The image shown below depicts an ANN.

Simple Artificial Neural network with one hidden layer

Each node within the hidden layer processes the inputs received by the input layer through activation functions, and it passes the output to the next hidden layer till the output layer is reached and the output of the entire network is generated.

As the number of layers rises, it increases the complexity and the depth of the network, and empowers it to provide various levels of data representation and feature extraction, stated as “Deep Learning”.

ANNs with recurrent connections are called Recurrent Neural Networks (RNNs).

Recurrent Neural Network: General ideas

Recurrent Neural Networks constitute a class of ANNs that helps them handle input data that is sequential in nature. As examples, we can state a text, a speech recording, or a video that has multiple events that occur one after the other, and understanding each of them requires analyzing and remembering the past events.
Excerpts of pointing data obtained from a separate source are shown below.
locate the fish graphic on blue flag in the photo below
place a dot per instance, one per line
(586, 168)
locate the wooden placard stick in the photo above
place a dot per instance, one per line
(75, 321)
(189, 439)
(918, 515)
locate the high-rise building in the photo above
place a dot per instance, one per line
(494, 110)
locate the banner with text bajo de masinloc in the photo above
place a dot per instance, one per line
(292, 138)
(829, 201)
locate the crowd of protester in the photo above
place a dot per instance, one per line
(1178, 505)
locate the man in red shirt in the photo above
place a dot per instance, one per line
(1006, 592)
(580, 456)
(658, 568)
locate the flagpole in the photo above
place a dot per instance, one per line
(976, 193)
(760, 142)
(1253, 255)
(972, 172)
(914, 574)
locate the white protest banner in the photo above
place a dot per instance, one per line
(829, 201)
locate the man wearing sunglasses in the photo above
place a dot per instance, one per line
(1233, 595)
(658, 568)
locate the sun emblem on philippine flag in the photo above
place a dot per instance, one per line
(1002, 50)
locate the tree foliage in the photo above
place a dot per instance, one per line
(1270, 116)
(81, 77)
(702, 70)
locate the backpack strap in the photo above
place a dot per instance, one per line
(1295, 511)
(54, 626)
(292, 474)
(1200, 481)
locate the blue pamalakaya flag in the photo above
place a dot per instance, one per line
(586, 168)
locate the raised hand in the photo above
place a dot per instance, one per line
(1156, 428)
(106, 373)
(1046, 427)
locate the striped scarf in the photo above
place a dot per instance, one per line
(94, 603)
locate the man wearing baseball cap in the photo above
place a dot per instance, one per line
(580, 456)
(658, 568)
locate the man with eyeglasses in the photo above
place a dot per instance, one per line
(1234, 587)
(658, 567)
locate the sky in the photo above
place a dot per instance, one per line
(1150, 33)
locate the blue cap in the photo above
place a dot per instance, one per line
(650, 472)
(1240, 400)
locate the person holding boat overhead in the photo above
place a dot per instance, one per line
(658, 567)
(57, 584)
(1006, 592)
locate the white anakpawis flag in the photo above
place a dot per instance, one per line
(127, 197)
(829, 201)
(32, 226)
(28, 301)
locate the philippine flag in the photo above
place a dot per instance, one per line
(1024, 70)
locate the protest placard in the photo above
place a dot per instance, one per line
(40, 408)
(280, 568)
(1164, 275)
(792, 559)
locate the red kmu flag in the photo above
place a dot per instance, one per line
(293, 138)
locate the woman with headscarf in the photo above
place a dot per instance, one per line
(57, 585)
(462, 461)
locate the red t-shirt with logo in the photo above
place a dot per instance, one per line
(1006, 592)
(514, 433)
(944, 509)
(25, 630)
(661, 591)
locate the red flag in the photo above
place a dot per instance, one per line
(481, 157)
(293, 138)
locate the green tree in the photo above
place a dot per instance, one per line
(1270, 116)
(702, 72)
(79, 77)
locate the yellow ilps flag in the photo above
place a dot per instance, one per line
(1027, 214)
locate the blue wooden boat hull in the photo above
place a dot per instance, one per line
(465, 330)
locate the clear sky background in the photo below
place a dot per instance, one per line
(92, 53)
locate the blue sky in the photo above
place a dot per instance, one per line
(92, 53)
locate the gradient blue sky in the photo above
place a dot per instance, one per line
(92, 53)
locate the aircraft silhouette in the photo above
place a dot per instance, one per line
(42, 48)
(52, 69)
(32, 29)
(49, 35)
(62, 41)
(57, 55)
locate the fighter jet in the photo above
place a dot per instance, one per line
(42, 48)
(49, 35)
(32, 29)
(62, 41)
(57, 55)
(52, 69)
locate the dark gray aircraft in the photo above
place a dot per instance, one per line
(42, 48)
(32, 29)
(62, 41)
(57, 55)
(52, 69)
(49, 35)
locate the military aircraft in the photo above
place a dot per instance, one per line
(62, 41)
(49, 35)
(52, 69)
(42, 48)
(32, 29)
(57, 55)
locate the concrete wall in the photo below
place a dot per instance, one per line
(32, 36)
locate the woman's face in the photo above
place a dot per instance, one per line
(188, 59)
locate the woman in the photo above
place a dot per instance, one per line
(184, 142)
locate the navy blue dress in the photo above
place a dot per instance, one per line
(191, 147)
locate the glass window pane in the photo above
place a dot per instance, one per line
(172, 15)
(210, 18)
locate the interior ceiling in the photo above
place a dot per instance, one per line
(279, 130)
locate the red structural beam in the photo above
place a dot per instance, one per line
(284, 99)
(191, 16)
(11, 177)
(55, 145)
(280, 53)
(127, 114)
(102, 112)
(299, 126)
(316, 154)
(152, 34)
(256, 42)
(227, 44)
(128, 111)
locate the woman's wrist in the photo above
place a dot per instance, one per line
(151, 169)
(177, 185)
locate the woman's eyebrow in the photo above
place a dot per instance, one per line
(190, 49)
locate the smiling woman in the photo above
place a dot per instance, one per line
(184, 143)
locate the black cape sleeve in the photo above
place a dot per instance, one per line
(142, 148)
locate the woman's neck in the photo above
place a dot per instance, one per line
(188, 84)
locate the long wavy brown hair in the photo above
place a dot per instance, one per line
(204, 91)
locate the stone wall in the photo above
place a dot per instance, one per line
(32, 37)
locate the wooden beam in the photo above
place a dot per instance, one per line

A Recurrent Neural Network works on the principle of accepting a series of inputs, adding additional layers of comprehension on top of them, feeding the obtained results back into the network to be used to process future input.

It’s characterized by its looping mechanism which allows the creation of a sequential memory within the network.

It keeps track of previously processed information and uses it to influence future outputs.

What can Recurrent Neural networks do?

Some of the most significant applications of RNNs involve Natural Language Processing (NLP), the branch of artificial intelligence enabling computers to make sense of written and spoken language.

For instance, an RNN can capture the structure of a large body of text, and write additional text in the same style. It works by predicting the most suitable next character(s), word(s), or sentence(s) … in the generated text. Machine Translation is another prime use of RNNs in NLP, where the input is a sequence of words in the source language, and the model attempts to generate matching text in the target language.

RNN for machine translation (from English to Chinese)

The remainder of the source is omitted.